In this workshop, we will focus on the PCSK9 gene and its connection to LDL levels for participants in the All of Us database.
Using Electronic Health Record (EHR) data and provided genomic information, we will showcase a comprehensive approach that encompasses data cleaning and filtering to isolate specific genomic regions of interest. In addition to these preparatory steps, we will conduct a logistic regression analysis, utilizing disease status as the outcome variable and a single genetic variant as the predictor. These analytical skills serve as a solid foundation for future genome-wide association studies (GWAS) and provide a crucial resource for researchers.
Target Audience: Researchers interested in the application of statistical methods to biological, genetic, and health-related data.
- Create a cohort of individuals with Whole Genome Sequencing and LDL measurements using the Cohort Builder.
- Import variables from various All of Us domains into a Jupyter notebook using the Dataset Builder.
- Execute data cleaning procedures on phenotype data from Person, Measurement, Observation, Survey and Drug domains.

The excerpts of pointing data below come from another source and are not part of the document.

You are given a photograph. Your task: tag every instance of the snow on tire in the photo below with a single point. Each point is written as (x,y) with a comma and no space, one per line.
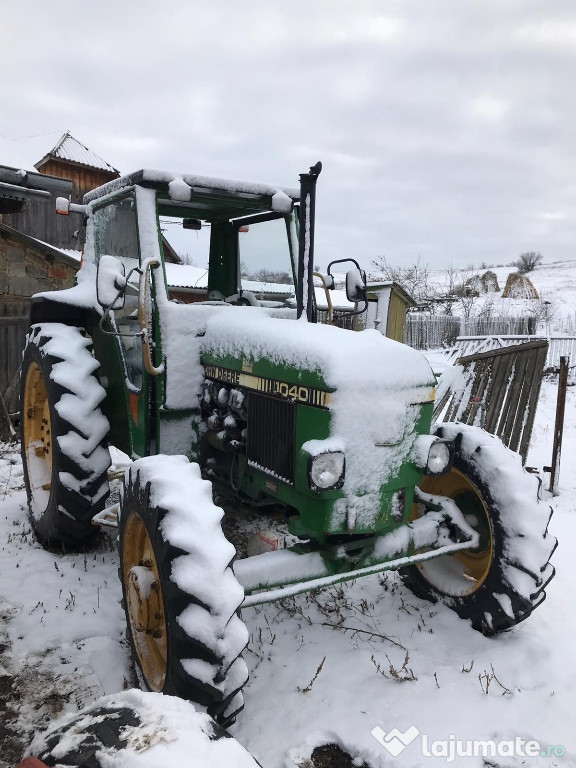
(498,584)
(181,597)
(64,450)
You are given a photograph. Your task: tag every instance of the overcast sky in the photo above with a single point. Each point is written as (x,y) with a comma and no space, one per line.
(447,128)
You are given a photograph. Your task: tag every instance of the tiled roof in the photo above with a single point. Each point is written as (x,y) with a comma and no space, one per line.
(69,148)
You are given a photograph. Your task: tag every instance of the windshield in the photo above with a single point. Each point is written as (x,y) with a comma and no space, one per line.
(252,259)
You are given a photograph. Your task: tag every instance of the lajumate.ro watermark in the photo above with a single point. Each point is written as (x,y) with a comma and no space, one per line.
(396,741)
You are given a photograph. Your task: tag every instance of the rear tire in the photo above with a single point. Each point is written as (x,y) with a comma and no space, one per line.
(498,584)
(181,597)
(64,451)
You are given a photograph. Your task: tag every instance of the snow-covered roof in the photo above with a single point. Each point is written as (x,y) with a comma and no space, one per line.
(181,186)
(65,255)
(69,148)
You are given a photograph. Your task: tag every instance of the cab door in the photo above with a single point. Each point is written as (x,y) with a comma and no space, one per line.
(118,342)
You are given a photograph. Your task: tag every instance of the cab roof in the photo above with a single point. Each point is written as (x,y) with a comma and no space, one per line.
(205,196)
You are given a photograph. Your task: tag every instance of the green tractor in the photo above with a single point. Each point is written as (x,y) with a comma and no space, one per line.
(322,433)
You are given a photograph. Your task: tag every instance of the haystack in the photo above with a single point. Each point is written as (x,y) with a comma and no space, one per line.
(489,282)
(519,287)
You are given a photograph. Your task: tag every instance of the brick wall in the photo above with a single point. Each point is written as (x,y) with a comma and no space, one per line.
(23,271)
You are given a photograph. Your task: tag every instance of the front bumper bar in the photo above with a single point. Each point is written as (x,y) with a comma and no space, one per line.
(275,575)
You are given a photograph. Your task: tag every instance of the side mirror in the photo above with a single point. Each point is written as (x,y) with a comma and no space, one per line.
(356,285)
(110,282)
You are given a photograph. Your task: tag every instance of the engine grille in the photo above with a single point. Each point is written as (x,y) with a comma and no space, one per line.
(270,441)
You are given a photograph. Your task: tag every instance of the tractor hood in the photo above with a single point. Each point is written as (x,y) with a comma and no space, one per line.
(377,389)
(365,361)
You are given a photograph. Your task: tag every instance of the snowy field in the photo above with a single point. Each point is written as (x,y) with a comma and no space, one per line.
(328,667)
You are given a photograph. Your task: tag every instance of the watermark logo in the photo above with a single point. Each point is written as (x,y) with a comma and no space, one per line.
(395,741)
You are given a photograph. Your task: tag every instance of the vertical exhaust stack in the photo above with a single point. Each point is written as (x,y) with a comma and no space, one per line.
(305,287)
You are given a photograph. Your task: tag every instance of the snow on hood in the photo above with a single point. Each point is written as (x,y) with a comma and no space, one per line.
(365,359)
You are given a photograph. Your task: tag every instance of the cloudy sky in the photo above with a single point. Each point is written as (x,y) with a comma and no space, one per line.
(447,128)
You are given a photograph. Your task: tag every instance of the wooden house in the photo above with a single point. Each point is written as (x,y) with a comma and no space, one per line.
(69,170)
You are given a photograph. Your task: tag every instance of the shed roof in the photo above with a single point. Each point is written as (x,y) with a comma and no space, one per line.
(70,149)
(65,256)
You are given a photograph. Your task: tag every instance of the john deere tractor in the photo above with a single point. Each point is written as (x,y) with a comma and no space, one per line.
(323,433)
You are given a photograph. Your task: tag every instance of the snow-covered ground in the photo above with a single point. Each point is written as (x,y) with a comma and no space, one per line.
(333,666)
(325,667)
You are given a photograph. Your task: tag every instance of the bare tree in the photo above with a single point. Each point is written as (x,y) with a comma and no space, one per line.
(415,278)
(528,261)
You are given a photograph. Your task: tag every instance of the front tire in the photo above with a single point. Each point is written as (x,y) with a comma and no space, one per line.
(181,597)
(64,451)
(498,584)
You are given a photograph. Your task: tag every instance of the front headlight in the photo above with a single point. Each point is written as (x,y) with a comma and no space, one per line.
(439,458)
(326,471)
(432,455)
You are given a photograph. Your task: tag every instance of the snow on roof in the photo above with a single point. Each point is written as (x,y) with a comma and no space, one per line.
(69,148)
(282,195)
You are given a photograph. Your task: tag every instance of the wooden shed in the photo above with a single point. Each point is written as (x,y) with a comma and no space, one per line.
(69,170)
(388,303)
(70,159)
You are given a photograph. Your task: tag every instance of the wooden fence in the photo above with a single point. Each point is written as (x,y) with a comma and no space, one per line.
(497,390)
(14,319)
(425,331)
(558,346)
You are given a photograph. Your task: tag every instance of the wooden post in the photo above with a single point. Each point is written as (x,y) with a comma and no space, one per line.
(559,425)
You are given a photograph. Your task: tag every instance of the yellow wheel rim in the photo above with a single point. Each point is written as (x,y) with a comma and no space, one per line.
(464,572)
(144,602)
(37,437)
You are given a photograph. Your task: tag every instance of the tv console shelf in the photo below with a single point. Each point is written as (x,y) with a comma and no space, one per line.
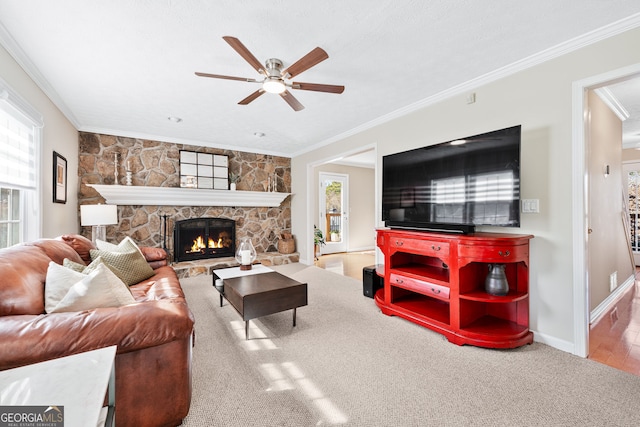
(437,280)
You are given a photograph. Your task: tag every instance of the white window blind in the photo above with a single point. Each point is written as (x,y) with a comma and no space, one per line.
(17,149)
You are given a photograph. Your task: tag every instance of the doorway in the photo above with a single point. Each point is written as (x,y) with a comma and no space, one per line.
(581,197)
(334,211)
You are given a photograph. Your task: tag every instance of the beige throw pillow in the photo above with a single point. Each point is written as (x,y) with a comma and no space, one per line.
(125,260)
(67,290)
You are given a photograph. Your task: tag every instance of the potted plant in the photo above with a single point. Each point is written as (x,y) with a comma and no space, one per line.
(318,241)
(233,179)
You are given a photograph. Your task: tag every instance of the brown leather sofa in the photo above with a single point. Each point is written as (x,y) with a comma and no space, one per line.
(154,336)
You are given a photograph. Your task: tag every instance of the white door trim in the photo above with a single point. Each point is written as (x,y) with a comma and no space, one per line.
(330,246)
(311,194)
(580,201)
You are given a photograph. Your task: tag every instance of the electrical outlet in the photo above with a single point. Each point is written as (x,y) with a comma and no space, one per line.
(613,281)
(530,206)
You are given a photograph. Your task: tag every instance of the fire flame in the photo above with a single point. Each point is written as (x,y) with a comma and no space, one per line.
(198,244)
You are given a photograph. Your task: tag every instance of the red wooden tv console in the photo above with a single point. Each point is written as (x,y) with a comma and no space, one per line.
(437,281)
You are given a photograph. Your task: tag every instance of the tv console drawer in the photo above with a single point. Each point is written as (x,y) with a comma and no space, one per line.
(507,253)
(420,286)
(423,247)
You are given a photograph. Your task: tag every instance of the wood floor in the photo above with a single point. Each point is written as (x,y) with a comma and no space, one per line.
(614,340)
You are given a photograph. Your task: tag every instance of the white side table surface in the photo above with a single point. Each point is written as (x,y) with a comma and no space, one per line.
(78,382)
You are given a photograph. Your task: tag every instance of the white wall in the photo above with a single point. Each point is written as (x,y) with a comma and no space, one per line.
(540,99)
(59,135)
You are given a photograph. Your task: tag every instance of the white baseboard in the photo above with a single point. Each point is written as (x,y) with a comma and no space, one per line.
(363,249)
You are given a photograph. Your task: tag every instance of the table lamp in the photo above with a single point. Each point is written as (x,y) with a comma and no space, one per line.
(98,216)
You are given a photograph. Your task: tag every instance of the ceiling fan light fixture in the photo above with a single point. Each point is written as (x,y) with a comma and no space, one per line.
(273,85)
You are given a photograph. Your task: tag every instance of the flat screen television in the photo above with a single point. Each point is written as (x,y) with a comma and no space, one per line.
(455,186)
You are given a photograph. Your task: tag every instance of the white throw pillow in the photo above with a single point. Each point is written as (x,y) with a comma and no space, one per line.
(68,290)
(124,246)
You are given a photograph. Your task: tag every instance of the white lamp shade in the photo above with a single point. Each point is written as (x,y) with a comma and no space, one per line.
(98,214)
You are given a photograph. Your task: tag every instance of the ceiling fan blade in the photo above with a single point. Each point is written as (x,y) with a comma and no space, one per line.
(317,87)
(312,58)
(251,97)
(219,76)
(244,52)
(292,101)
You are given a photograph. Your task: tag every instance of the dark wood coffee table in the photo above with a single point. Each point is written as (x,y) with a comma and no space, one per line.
(260,293)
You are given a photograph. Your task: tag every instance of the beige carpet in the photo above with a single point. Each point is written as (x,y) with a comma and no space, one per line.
(345,363)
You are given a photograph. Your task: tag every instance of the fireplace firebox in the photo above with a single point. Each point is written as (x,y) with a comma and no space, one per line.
(203,238)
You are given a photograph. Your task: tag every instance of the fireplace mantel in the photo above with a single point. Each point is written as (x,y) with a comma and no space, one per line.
(177,196)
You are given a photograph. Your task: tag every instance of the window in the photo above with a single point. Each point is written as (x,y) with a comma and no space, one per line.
(633,194)
(19,169)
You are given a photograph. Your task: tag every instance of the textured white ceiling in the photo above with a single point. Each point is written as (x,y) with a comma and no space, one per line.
(123,67)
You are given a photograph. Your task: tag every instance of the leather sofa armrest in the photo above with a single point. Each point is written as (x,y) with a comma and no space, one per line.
(156,257)
(30,339)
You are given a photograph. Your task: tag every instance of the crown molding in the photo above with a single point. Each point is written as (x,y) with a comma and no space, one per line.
(569,46)
(8,42)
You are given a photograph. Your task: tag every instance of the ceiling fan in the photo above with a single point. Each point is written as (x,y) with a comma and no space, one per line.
(275,79)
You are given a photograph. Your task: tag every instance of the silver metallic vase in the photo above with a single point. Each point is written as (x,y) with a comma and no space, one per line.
(496,281)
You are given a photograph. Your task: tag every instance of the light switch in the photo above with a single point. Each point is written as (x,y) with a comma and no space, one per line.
(530,206)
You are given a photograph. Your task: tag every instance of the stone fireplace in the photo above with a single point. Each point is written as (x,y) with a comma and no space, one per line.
(204,238)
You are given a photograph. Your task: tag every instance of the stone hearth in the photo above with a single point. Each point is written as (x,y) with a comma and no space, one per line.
(155,165)
(206,266)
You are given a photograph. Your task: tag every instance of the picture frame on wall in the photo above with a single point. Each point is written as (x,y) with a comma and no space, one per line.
(59,178)
(204,170)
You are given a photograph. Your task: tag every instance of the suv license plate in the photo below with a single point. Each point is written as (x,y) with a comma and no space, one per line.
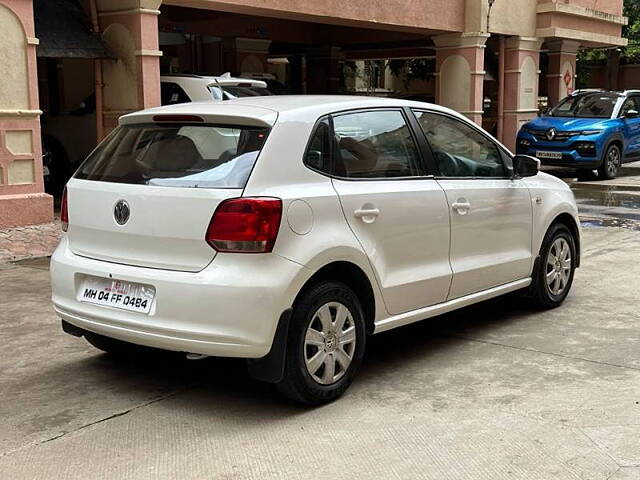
(116,293)
(550,155)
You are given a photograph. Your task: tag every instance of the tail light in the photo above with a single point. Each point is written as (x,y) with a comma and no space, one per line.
(245,225)
(64,211)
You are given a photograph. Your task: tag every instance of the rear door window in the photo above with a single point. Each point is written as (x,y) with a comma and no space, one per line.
(194,156)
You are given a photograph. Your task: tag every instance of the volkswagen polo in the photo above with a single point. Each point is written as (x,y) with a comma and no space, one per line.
(286,230)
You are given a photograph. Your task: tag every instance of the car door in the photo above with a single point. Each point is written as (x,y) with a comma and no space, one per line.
(631,127)
(398,214)
(491,213)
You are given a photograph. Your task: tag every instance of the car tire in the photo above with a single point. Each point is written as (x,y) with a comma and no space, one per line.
(610,163)
(325,344)
(112,346)
(553,275)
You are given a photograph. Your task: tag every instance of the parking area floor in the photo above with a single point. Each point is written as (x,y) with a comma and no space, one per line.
(494,391)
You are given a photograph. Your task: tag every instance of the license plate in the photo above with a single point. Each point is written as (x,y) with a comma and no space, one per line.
(550,155)
(118,294)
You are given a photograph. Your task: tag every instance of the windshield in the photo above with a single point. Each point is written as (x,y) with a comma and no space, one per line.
(194,156)
(590,105)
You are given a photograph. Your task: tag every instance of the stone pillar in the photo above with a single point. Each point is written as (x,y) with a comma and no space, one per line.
(322,69)
(246,55)
(460,72)
(131,81)
(522,63)
(562,69)
(22,197)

- Filter genomic data to isolate specific variants in PCSK9 gene and perform quality assessments.
- Combine genomic data effectively with phenotype data and carry out summary statistics.
- Conduct linear regression analyses, both unadjusted and adjusted.
- Completion of Controlled Tier Training in the All of Us Researcher Workbench.
- Either attended the 'Introduction to All of Us Researcher Workbench' workshop or watched the corresponding workshop video for initial understanding and overview.